CHAPTER XVI 1

Previous

They had walked swiftly and silently along through the bright evening daylight of the Finchley Road. Miriam held her knowledge suspended, looking forward to the enclosure at the end of the few minutes’ walk. But the conservatoire was not enclosed. The clear bright light flooding the rows and rows of seated summer clad Hampstead people and lighting up every corner of the level square hall was like the outside evening daylight. The air seemed as pure as the outside air. She followed Mr. Hancock to their seats at the gangway end of the fourth row passing between the sounds echoing thinly from the platform and the wave of attention sweeping towards the platform from the massed rows of intelligent faces. As they sat down the chairman’s voice ceased and the lights were lowered; but so slightly that the hall was still perfectly exposed and clear. The people still looked as though they were out of doors or in their large houses. This was modern improvement—hard clear light. Their minds and their thoughts and their lives and their clothes were always in it. She stared at the screen. A large slide was showing, lit from behind. It made a sort of stage scenery for the rest of the scene, all in one light. She fixed her attention. An enormous vessel with its side stove in, yes, “stove in”; in a dock. They got information at any rate and then perhaps got free and thought their own thoughts. No. They would follow and think and talk intelligently about the information. Rattling their cultured voices. Mad with pretences.... In dry dock, going to be repaired. Gazing sternly at the short man with the long pointer talking in an anxious high thin voice, his head with its upstanding crest of hair half-turned towards the audience, she suppressed a giggle. Folding her hands she gazed, shaking in every limb, not daring to follow what he said for fear of laughing aloud. Shreds of his first long sentence caught in her thoughts and gave her his meaning, shaking her into giggles. Her features quivered under her skin as she held them in forcing her eyes towards the distances of sky beyond the ship. Her customary expletives shot through her mind in rapid succession with each one the scarves and silk and velvet of the audience grew brighter about the edge of her circle of vision.

2

She was an upstart and an alien and here she was. It was more extraordinary in this Hampstead clarity than at a theatre or concert in town. It was a part of his world ... and theirs; one might get the manner and still keep alive.... Was he out of humour because he had realised what he had done or because she had been late for dinner?

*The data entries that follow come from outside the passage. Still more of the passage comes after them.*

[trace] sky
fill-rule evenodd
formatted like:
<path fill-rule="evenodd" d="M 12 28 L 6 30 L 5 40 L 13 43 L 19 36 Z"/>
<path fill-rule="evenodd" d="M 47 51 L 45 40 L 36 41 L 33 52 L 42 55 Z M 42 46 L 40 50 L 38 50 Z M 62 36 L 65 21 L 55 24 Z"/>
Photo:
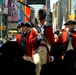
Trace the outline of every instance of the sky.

Was he thinking what his behaviour amounted to in the eyes of his aunt and cousins; even supposing they did not know that the invitation to dinner and the lecture had been given only this afternoon? He must have known it was necessary to go home and tidy up. When he said the conservatoire was so near that there would be plenty of time was not that as good as saying she might be a little late? Why had he not said they were staying with him? Next week was full of appointments for their teeth. So he knew they were coming ... and then to go marching in to the midst of them three quarters of an hour late and to be so dumbfounded as to be unable to apologise ... my dear I shall never forget the faces of those women. I could not imagine at first what was wrong. He was looking so strange. The women barely noticed me—barely noticed me. “I’m afraid dinner will be spoiled” he said, in his way. “They had all been sitting round the fire three mortal quarters of an hour waiting for me!” How they would talk. Their thoughts and feelings about employees could be seen at a glance. It was bad enough for them to have a secretary appearing at dinner the first evening of their great visit. And now they were sitting alone round the fire and she was at the lecture alone, unchaperoned, with him, “she had the effrontery to come to dinner three quarters of an hour late ...” feathery hair and periwinkle eyes and white noses; gentle die-away voices. Perhaps the thought of his favourite cousins coming next week buoyed him up. No wonder he wanted to get away to the lecture. He had come, reasonably; not seeing why he should not; just as he would have gone if they had not been there. Now he saw it as they saw it. There he sat. She gazed at the shifting scenes ... ports and strange islands in distant seas, sunlit coloured mountains tops peaking up from forests. The lecturing voice was far away, irrelevant and unintelligible. Peace flooded her.